We just bought a house with gorgeous original hardwood flooring on the main level that are in great shape. The issue is that we discovered the flooring does not continue under the awful kitchen linoleum. The kitchen is open to the living area, and while we know it would look best to redo the entire main floor, we're on a budget and looking for a temporary option. If we redid the kitchen only, would tile or a different hardwood be the best option? I don't love tile, but I wonder if dueling hardwood floors may be worse. Any ideas? |
We expanded our kitchen recently, removing old linoleum and put in hardwood to match the rest of the house. You'd have to look really, really closely you to tell where the new floor starts. I really like having the same flooring throughout the main level. |
Just do the kitchen in hardwood. As another poster said, they can do an almost perfect match (we've done this before and in mid-process of doing it again as we speak). If you put down cheap tile in the kitchen, it will still cost like $5 or more a square foot including install. You can get a midlevel hardwood for $10/sf including install. Assuming your kitchen is 15x15 feet (a pretty decent sized kitchen), you're only talking about $1100 extra to do the kitchen right with hardwood. Now maybe the original hardwood is something so crazy special that it's like $20/sf -- the extra cost is still only $3300 which is so worth it for something as fundamental as the kitchen flow through flow. But if you don't want to spend that, ask the floor guy if they can do a midgrade wood that is a 95% match to the original floor.
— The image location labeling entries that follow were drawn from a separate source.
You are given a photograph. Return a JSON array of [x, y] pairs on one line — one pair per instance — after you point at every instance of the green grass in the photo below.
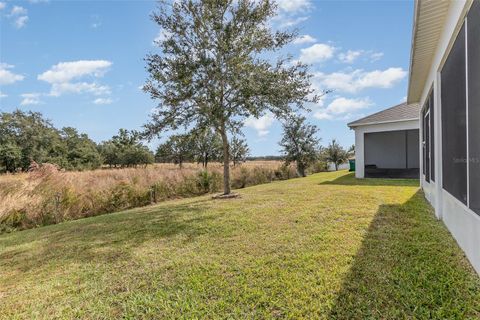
[[326, 246]]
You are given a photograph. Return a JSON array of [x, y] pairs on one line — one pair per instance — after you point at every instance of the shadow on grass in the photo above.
[[110, 237], [408, 267], [350, 180]]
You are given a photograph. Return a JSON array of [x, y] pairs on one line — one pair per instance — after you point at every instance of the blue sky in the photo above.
[[81, 63]]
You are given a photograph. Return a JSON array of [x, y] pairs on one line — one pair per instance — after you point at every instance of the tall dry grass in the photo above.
[[49, 196]]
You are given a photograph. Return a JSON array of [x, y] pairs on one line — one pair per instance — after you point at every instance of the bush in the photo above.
[[318, 166]]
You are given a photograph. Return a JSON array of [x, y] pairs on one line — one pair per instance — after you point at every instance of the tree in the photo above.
[[126, 149], [299, 143], [81, 152], [110, 153], [335, 154], [10, 156], [177, 149], [207, 146], [213, 72], [239, 150], [28, 136]]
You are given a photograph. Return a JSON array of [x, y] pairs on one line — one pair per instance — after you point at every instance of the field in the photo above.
[[49, 196], [322, 247]]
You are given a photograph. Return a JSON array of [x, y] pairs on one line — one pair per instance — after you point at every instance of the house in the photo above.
[[387, 143], [445, 82]]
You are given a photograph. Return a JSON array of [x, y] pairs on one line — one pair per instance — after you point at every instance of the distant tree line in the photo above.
[[202, 147], [27, 136], [300, 145]]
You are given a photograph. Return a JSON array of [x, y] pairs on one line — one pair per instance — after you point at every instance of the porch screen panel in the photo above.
[[454, 127], [473, 35], [427, 147], [432, 137], [424, 155]]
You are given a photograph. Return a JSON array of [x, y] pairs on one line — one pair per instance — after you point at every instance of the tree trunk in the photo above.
[[301, 170], [226, 163]]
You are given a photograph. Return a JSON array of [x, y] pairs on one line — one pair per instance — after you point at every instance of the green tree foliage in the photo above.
[[126, 150], [10, 156], [81, 152], [213, 71], [238, 150], [335, 154], [207, 146], [28, 136], [299, 143], [177, 149]]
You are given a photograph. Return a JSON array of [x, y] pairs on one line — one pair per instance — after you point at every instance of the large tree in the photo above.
[[214, 68], [239, 150], [207, 146], [177, 149], [335, 154], [300, 143]]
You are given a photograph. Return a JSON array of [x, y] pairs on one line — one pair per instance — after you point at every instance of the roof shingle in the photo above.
[[401, 112]]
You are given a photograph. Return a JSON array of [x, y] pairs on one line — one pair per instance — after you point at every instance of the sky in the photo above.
[[81, 63]]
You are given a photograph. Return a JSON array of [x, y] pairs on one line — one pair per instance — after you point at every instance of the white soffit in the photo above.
[[430, 18]]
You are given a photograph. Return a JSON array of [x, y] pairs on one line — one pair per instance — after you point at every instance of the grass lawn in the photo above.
[[326, 246]]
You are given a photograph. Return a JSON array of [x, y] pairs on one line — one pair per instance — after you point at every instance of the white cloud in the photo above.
[[343, 105], [350, 56], [8, 77], [304, 39], [323, 115], [78, 87], [60, 76], [20, 22], [103, 101], [30, 99], [286, 22], [66, 71], [18, 14], [294, 5], [342, 108], [359, 79], [17, 11], [161, 36], [375, 56], [261, 124], [317, 53]]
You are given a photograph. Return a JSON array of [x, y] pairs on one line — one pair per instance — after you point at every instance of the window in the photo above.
[[473, 34], [454, 129], [432, 136], [426, 145]]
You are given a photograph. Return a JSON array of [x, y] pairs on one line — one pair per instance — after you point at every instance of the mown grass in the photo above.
[[323, 247]]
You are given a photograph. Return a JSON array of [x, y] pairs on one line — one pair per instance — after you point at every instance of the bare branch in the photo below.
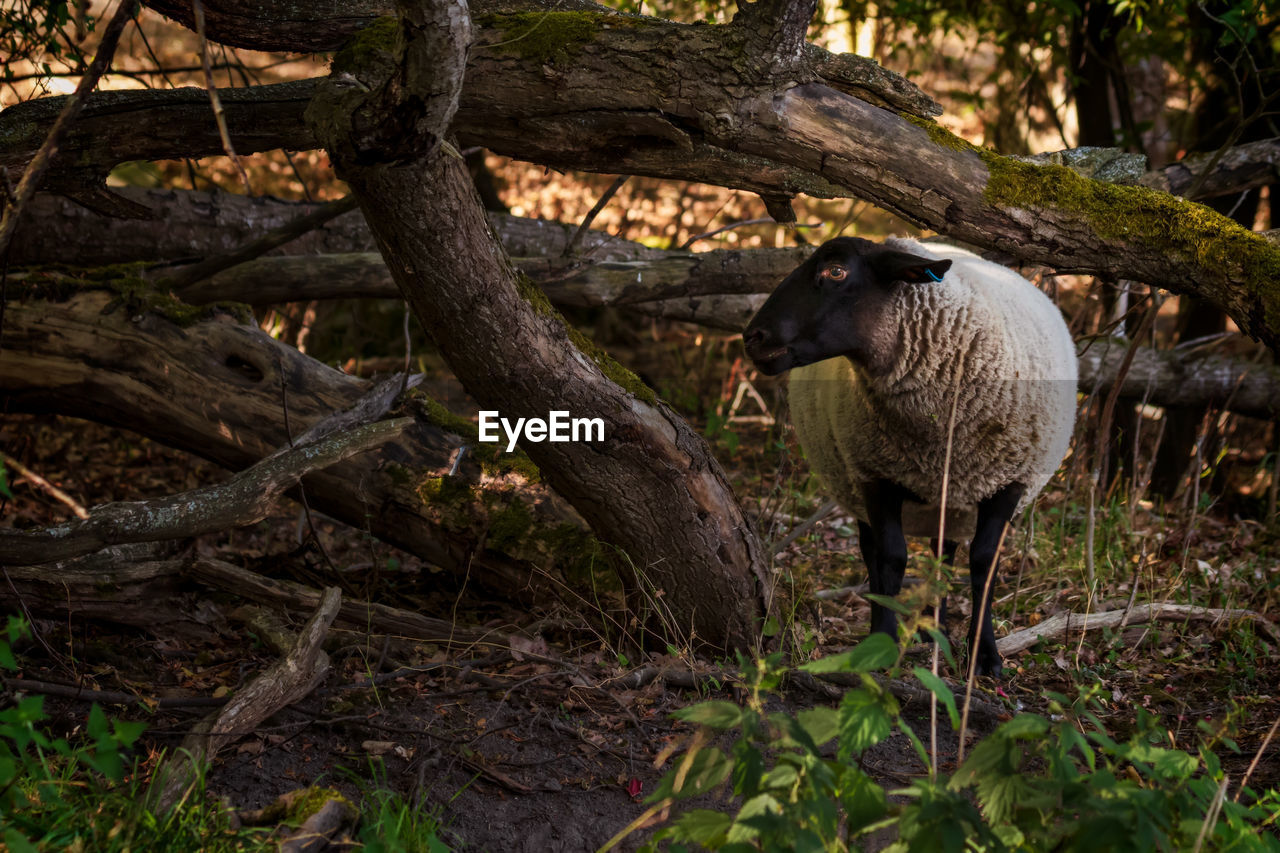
[[69, 110], [242, 500]]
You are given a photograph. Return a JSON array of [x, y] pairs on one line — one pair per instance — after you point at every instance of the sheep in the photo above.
[[880, 341]]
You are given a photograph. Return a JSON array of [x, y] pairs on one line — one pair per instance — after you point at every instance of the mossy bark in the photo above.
[[227, 391], [599, 91]]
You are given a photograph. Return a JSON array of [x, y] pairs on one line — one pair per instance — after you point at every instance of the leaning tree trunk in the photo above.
[[652, 487], [201, 381]]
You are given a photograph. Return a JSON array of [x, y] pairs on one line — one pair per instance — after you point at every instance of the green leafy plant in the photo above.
[[1033, 784]]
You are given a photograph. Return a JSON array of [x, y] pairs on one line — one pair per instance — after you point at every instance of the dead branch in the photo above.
[[165, 363], [67, 115], [353, 614], [182, 281], [1064, 624], [280, 685], [245, 498], [112, 697]]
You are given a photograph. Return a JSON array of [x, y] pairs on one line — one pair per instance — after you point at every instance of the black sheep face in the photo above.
[[833, 305]]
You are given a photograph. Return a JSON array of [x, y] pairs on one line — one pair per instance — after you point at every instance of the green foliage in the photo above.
[[31, 30], [1033, 784], [391, 824], [55, 794]]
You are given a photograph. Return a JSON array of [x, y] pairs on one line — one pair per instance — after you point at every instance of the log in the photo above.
[[1064, 624], [208, 382], [245, 498], [608, 92], [652, 487], [190, 224], [282, 684], [1182, 378]]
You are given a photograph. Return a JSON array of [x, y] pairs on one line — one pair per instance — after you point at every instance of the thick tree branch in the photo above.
[[245, 498], [640, 96], [650, 486], [44, 156], [1253, 164], [223, 391]]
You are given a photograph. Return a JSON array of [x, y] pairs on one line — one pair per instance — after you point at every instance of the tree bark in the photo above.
[[193, 224], [634, 95], [652, 487], [228, 392]]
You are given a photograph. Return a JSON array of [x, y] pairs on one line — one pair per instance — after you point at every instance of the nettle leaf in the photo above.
[[708, 769], [863, 799], [876, 652], [748, 769], [899, 607], [863, 723], [940, 689], [822, 724], [718, 715], [762, 813], [702, 826]]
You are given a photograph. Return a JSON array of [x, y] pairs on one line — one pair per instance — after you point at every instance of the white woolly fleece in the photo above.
[[982, 331]]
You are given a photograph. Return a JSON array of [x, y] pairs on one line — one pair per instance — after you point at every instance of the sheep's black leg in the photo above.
[[993, 514], [887, 562]]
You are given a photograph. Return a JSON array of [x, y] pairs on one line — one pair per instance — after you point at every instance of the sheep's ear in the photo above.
[[904, 267]]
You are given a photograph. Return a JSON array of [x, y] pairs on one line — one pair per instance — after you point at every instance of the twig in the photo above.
[[766, 220], [112, 697], [1061, 624], [1255, 762], [40, 163], [937, 561], [245, 498], [183, 281], [571, 246], [214, 101], [81, 512], [804, 527], [979, 612], [280, 685]]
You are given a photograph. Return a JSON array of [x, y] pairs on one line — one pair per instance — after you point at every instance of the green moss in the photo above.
[[1148, 217], [492, 455], [446, 492], [545, 36], [138, 295], [297, 806], [941, 136], [1134, 214], [370, 45], [616, 373], [508, 527]]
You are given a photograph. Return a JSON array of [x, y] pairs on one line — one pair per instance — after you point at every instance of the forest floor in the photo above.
[[545, 744]]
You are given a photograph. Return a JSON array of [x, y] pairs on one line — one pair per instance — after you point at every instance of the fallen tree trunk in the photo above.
[[1176, 378], [184, 224], [245, 498], [202, 381], [723, 290], [282, 684], [1064, 624], [618, 94], [161, 596]]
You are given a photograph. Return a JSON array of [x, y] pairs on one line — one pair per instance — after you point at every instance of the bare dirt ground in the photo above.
[[551, 744]]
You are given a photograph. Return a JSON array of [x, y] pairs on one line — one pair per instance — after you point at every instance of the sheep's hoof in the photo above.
[[990, 665]]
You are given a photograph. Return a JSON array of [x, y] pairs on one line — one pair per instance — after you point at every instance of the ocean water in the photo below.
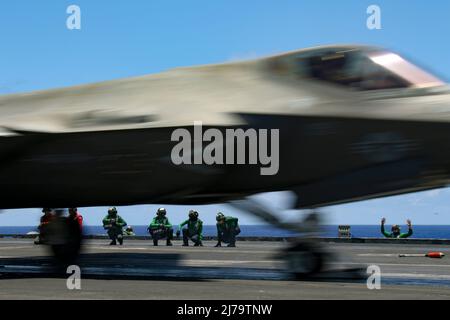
[[368, 231]]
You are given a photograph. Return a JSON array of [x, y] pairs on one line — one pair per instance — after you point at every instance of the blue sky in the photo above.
[[128, 38]]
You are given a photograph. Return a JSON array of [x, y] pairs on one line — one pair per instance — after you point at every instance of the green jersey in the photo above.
[[158, 221], [118, 219], [194, 227], [229, 224], [391, 235]]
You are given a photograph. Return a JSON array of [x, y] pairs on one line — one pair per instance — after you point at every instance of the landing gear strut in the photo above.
[[305, 257], [64, 240]]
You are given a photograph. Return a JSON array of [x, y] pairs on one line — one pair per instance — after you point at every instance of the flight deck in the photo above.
[[253, 270]]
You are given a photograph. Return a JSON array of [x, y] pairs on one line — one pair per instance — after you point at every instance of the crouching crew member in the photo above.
[[193, 231], [227, 230], [161, 228], [114, 224], [43, 225]]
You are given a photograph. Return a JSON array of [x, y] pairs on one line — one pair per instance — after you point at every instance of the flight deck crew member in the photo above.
[[129, 231], [227, 230], [114, 224], [193, 231], [161, 228], [395, 230], [76, 218], [43, 225], [75, 221]]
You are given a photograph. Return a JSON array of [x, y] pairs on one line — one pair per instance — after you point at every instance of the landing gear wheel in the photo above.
[[304, 260], [65, 241]]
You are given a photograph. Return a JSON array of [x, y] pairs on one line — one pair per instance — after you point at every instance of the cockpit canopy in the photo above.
[[358, 68]]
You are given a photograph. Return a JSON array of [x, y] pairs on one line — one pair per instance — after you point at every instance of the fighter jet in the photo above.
[[353, 122]]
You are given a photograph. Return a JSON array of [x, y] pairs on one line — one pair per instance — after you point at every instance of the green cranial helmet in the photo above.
[[161, 212], [193, 214]]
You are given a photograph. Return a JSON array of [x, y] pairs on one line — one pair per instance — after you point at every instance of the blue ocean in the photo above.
[[358, 231]]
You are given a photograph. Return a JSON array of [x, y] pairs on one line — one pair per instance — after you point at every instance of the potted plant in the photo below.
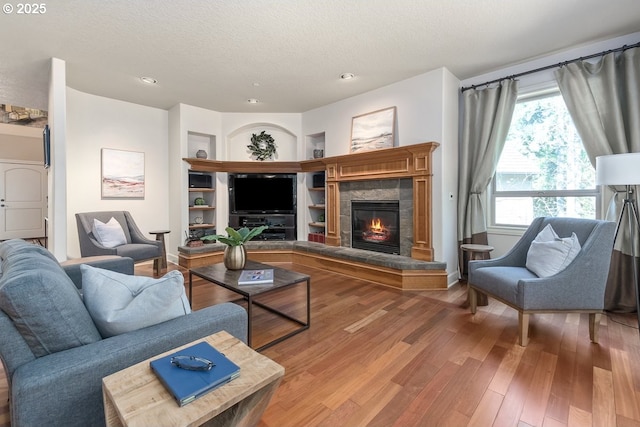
[[235, 254]]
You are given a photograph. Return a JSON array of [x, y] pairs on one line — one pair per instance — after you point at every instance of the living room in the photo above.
[[427, 105]]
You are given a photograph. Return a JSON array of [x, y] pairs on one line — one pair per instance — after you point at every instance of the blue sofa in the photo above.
[[54, 356]]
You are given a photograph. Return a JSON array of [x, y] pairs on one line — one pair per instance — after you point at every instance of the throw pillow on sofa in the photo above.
[[120, 303], [110, 234], [42, 301], [550, 254]]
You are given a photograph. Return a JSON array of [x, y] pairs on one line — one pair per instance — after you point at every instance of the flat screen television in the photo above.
[[262, 193]]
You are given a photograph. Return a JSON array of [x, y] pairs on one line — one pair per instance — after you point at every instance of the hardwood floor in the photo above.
[[376, 356]]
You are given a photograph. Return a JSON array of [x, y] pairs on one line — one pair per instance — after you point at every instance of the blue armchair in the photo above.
[[579, 287]]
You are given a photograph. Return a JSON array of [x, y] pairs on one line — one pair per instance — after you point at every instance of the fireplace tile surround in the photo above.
[[382, 190]]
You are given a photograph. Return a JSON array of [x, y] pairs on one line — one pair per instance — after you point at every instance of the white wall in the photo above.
[[427, 110], [93, 123], [504, 239], [57, 178]]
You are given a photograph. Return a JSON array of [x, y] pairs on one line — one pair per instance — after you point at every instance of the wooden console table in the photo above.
[[136, 397]]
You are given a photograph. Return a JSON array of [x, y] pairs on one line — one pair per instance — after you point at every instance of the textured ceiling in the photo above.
[[211, 53]]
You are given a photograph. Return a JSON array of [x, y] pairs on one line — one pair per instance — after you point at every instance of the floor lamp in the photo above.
[[624, 170]]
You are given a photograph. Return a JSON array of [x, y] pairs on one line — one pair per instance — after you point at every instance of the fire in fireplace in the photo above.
[[375, 225]]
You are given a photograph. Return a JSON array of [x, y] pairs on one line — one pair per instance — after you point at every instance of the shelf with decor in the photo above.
[[202, 202], [316, 207]]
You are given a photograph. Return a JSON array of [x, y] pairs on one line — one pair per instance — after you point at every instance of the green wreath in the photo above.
[[262, 146]]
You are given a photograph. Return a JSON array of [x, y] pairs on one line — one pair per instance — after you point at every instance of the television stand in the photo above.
[[281, 226]]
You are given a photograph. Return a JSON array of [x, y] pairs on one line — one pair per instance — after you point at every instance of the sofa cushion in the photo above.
[[120, 303], [549, 254], [110, 234], [42, 301]]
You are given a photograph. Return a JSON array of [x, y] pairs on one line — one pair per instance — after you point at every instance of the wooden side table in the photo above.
[[160, 238], [136, 397], [478, 252]]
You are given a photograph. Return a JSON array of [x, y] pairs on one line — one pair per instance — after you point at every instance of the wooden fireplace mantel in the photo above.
[[411, 161]]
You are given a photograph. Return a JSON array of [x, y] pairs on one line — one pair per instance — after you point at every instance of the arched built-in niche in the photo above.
[[237, 141]]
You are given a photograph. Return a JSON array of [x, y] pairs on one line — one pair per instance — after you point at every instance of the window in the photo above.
[[543, 169]]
But I'm trying to think what original floor wouldn't be cheap to match to. Most of the old hardwoods were pine and oak - which are not expensive. |
When we asked at Home Depot about matching original floors, the guy said they usually put down unfinished wood and then refinish and restain the rest of the floors so they all match ($$$$). But...this was the flooring counter guy at Home Depot, not a contractor or installer. If close enough is close enough, just pick up a handful of samples in the right width and find the closest match. |
If money were a really big issue, I would put down an inexpensive but attractive vinyl that is easy to pull back up again over the linoleum, save my money for awhile, then match the hardwood later. |
But it's still not that much to strip and restain floors. The biggest cost with floor installation is the wood and the installation. The stripping and staining is the cheap part. |
Of all the people who have tried to match hardwood, I only know one person who it was successful. It never matches and always costs more.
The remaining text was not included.